Of these households, 47.4% had children under the age of 18 living in them. Of all households, 49.8% were married-couple households, 17.6% were households with a male householder and no spouse or partner present, and 24.3% were households with a female householder and no spouse or partner present. About 15.3% of all households were made up of individuals and 5.0% had someone living alone who was 65 years of age or older.

There were 7,585 housing units, of which 6.5% were vacant. The homeowner vacancy rate was 1.7% and the rental vacancy rate was 6.6%.

Racial composition as of the 2020 census
| Race | Number | Percent |
|---|---|---|
| White | 6,226 | 25.8% |
| Black or African American | 2,243 | 9.3% |
| American Indian and Alaska Native | 417 | 1.7% |
| Asian | 238 | 1.0% |
| Native Hawaiian and Other Pacific Islander | 6 | 0.0% |
| Some other race | 7,949 | 33.0% |
| Two or more races | 7,021 | 29.1% |
| Hispanic or Latino (of any race) | 18,604 | 77.2% |

In 2020, the median household income was $49,276.

===2000 census===

At the 2000 census there were 23,508 people, 7,287 households, and 5,800 families in the CDP. The population density was 6,589.2 PD/sqmi. There were 7,865 housing units at an average density of 2,204.5 /sqmi.

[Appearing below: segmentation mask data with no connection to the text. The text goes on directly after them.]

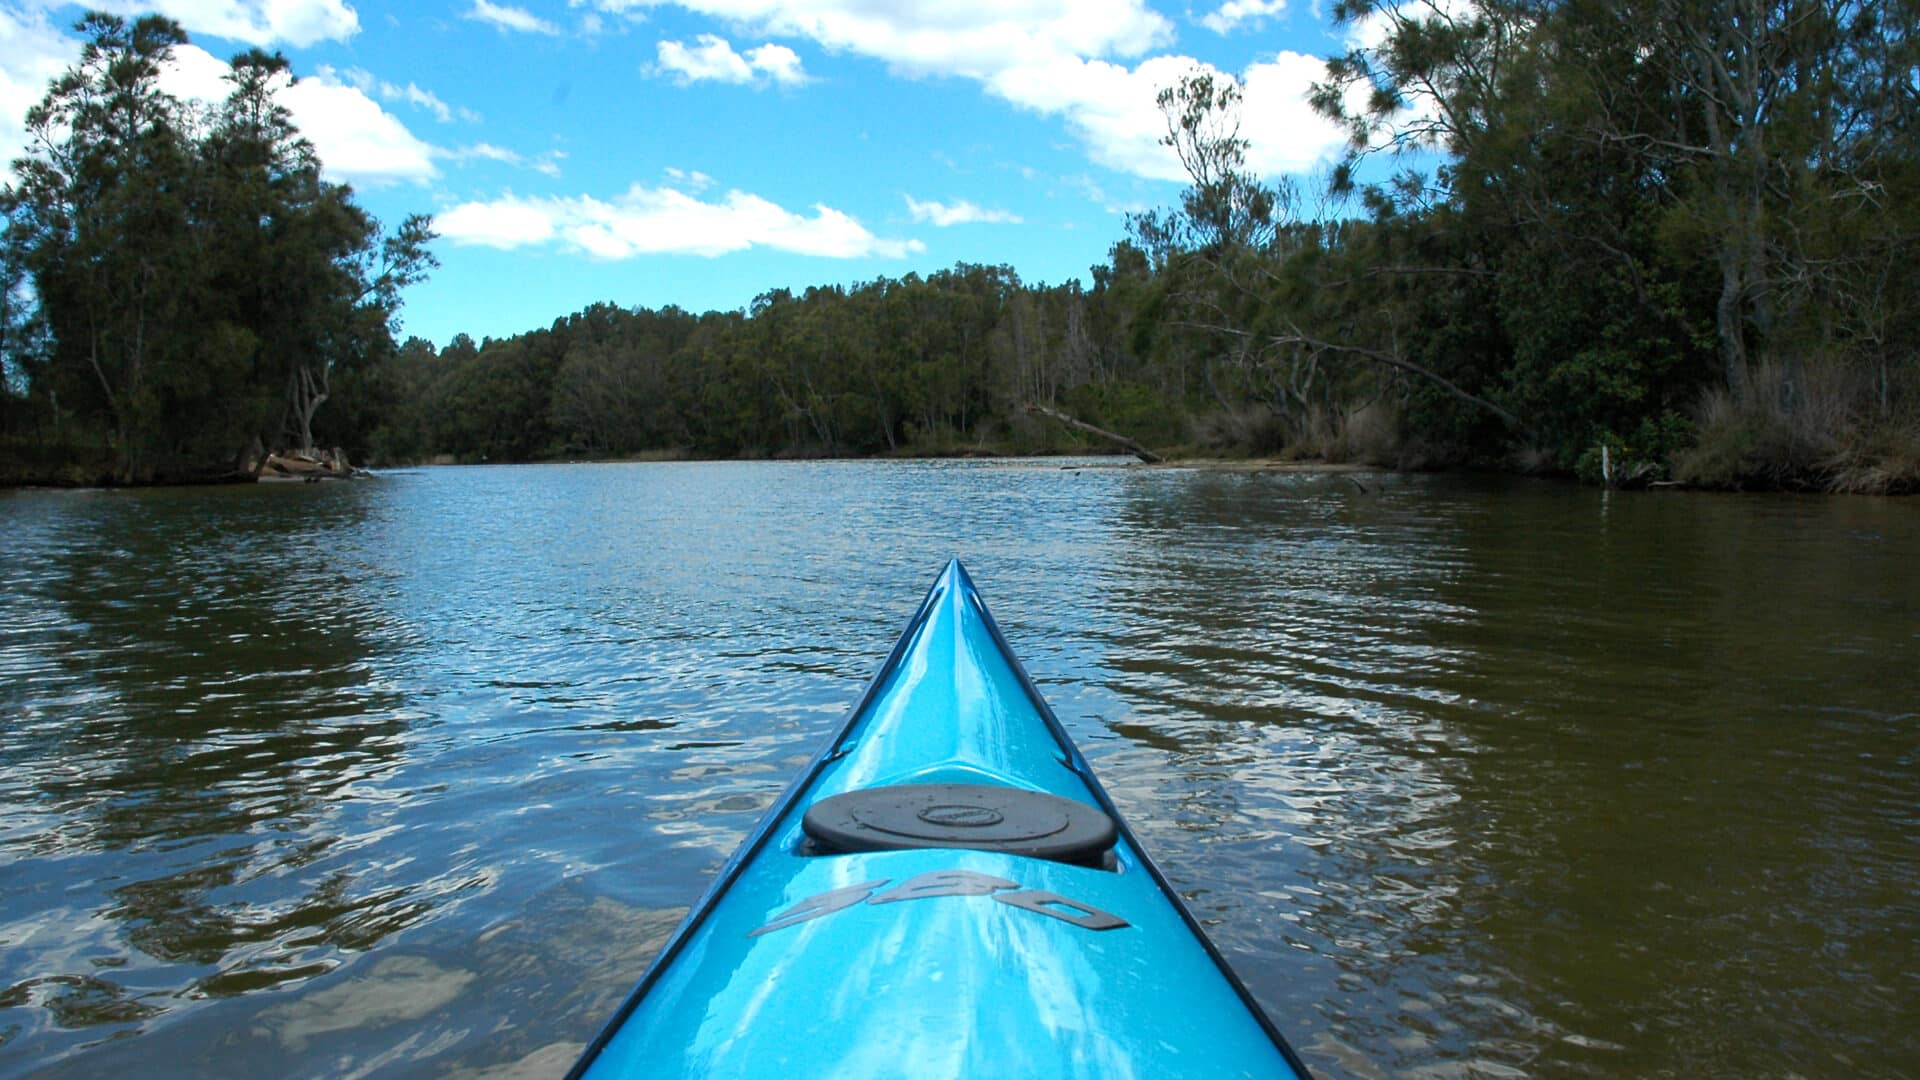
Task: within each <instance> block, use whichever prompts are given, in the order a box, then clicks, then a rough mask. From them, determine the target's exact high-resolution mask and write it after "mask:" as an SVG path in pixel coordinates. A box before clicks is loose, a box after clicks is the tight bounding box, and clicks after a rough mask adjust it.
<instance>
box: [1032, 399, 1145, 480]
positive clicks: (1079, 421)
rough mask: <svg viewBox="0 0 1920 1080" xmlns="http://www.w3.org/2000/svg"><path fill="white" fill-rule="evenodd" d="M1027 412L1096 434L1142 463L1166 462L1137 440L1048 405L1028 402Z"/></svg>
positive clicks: (1075, 429)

In 2000, the racial makeup of the CDP was 58.77% White, 16.11% African American, 0.59% Native American, 1.51% Asian, 0.05% Pacific Islander, 20.27% from other races, and 2.71% from two or more races. Hispanic or Latino of any race were 44.34%.

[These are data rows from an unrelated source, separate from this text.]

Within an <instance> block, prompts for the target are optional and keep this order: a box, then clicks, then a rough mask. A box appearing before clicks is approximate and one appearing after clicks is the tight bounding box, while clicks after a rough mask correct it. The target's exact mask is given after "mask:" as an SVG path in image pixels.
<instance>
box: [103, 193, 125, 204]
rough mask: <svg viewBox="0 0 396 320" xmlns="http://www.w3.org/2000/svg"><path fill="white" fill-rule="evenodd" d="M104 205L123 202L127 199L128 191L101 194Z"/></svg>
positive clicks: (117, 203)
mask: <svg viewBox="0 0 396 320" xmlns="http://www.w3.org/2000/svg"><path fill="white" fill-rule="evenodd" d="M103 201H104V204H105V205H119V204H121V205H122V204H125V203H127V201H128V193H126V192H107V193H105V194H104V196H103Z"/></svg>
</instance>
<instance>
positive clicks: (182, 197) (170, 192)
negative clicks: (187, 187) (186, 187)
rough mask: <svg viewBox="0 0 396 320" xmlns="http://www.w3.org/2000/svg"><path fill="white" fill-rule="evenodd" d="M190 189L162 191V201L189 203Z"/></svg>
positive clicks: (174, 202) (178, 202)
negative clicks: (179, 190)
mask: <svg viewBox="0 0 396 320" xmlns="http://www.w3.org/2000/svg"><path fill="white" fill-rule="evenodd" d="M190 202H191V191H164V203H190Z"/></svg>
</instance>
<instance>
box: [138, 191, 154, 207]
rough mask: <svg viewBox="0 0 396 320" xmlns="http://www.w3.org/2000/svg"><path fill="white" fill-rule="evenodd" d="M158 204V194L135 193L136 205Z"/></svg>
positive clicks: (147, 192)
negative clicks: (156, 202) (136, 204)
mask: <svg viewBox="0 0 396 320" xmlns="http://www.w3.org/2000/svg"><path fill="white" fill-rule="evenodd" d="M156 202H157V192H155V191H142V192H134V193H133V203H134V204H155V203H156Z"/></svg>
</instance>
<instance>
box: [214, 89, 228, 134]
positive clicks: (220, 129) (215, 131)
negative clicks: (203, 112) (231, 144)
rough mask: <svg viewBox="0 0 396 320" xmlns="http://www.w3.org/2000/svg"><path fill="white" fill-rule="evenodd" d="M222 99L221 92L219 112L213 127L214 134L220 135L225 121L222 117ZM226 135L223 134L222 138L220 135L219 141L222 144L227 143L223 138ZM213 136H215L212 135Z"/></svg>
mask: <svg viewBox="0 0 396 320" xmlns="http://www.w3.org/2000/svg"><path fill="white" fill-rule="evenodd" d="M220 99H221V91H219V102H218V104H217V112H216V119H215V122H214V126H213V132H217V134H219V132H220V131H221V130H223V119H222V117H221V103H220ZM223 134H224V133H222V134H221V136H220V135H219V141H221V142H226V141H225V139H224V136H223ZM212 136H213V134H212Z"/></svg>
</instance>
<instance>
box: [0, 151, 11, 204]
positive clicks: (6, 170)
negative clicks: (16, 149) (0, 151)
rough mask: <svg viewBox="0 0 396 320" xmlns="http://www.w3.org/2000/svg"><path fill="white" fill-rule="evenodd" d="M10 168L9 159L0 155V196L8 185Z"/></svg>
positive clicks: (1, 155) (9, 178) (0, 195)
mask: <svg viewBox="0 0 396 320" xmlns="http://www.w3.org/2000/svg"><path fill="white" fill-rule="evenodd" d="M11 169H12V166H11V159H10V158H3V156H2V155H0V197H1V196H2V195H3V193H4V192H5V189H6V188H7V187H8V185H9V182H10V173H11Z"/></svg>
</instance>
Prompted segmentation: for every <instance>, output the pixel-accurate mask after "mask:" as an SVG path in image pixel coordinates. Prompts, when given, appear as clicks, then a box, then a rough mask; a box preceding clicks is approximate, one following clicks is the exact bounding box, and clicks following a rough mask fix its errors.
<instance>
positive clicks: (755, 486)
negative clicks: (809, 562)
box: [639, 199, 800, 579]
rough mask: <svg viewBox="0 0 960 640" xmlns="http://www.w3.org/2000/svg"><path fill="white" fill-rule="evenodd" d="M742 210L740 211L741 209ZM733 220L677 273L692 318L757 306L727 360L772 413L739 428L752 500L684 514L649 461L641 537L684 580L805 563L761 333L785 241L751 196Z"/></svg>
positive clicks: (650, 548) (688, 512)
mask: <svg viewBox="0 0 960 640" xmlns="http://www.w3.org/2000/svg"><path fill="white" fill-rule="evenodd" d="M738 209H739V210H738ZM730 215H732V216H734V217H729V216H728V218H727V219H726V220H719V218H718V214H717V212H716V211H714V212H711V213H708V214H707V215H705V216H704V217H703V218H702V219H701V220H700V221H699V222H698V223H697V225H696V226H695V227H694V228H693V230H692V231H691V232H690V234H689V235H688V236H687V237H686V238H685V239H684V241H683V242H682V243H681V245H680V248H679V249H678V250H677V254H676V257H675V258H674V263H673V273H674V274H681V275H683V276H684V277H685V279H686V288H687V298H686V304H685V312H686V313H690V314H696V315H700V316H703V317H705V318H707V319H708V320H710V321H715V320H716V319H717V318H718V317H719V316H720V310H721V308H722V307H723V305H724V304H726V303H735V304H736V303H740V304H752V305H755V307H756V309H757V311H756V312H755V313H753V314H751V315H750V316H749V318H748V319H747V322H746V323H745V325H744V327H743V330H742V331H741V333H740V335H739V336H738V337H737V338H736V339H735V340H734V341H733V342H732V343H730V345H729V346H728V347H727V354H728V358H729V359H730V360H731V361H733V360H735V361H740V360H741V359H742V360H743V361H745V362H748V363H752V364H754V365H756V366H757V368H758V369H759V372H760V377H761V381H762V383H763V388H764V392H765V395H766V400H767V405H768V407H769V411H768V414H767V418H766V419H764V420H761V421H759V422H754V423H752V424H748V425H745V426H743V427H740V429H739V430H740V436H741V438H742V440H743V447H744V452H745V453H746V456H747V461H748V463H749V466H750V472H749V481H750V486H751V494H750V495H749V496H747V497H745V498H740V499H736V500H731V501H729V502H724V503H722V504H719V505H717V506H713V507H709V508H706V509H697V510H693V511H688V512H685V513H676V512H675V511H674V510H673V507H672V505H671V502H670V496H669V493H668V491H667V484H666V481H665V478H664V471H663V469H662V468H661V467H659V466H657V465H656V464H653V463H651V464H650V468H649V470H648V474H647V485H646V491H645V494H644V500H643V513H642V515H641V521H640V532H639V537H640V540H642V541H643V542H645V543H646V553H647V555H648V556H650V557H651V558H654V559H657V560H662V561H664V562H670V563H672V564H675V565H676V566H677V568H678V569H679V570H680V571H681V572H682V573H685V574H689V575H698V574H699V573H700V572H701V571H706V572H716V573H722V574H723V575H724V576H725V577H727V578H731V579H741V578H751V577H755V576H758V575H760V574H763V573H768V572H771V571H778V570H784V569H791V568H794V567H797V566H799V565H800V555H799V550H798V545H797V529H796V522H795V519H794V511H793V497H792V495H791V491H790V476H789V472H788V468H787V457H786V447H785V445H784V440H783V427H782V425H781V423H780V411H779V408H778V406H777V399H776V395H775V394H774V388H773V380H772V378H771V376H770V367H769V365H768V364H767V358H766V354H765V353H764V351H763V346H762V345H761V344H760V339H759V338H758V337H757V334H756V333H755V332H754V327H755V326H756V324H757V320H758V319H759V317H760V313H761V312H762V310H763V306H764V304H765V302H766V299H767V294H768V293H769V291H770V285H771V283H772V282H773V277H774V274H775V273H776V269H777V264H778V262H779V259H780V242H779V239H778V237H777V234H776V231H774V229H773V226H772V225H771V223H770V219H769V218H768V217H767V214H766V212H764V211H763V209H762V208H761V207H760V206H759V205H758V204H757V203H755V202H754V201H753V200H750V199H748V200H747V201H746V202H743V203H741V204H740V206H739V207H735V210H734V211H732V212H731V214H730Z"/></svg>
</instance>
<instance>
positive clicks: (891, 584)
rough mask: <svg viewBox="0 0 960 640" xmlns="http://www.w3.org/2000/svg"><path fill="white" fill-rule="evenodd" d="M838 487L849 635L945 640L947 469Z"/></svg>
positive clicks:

In 2000, the median household income was $37,449 and the median family income was $40,231. Males had a median income of $30,958 versus $25,044 for females. The per capita income for the CDP was $16,245. About 15.6% of families and 20.3% of the population were below the poverty line, including 26.8% of those under age 18 and 4.9% of those age 65 or over.
==Government and infrastructure==
The Harris Health System (formerly Harris County Hospital District) designated the Settegast Health Center in southeast Houston for the ZIP code 77015. The designated public hospital is Lyndon B. Johnson General Hospital in northeast Houston.

==Education==
Cloverleaf is zoned to schools in the Galena Park Independent School District.

Elementary schools in the Cloverleaf CDP include Cloverleaf Elementary School, Green Valley Elementary School, Havard Elementary School, Sam Houston Elementary School, and North Shore Elementary School. All residents are zoned to Cobb 6th Grade School, which is located outside the CDP. Most residents are zoned to North Shore Middle School, in the CDP, for grades 7 through 8; some residents are zoned to Cunningham Middle School, outside the CDP, instead. All residents are zoned to North Shore Senior High School for grades 9 through 12.

In 1990, Cloverleaf had two elementary schools, one junior high school, and one high school.

Residents of Galena Park ISD (and therefore Cloverleaf CDP) are zoned to San Jacinto College.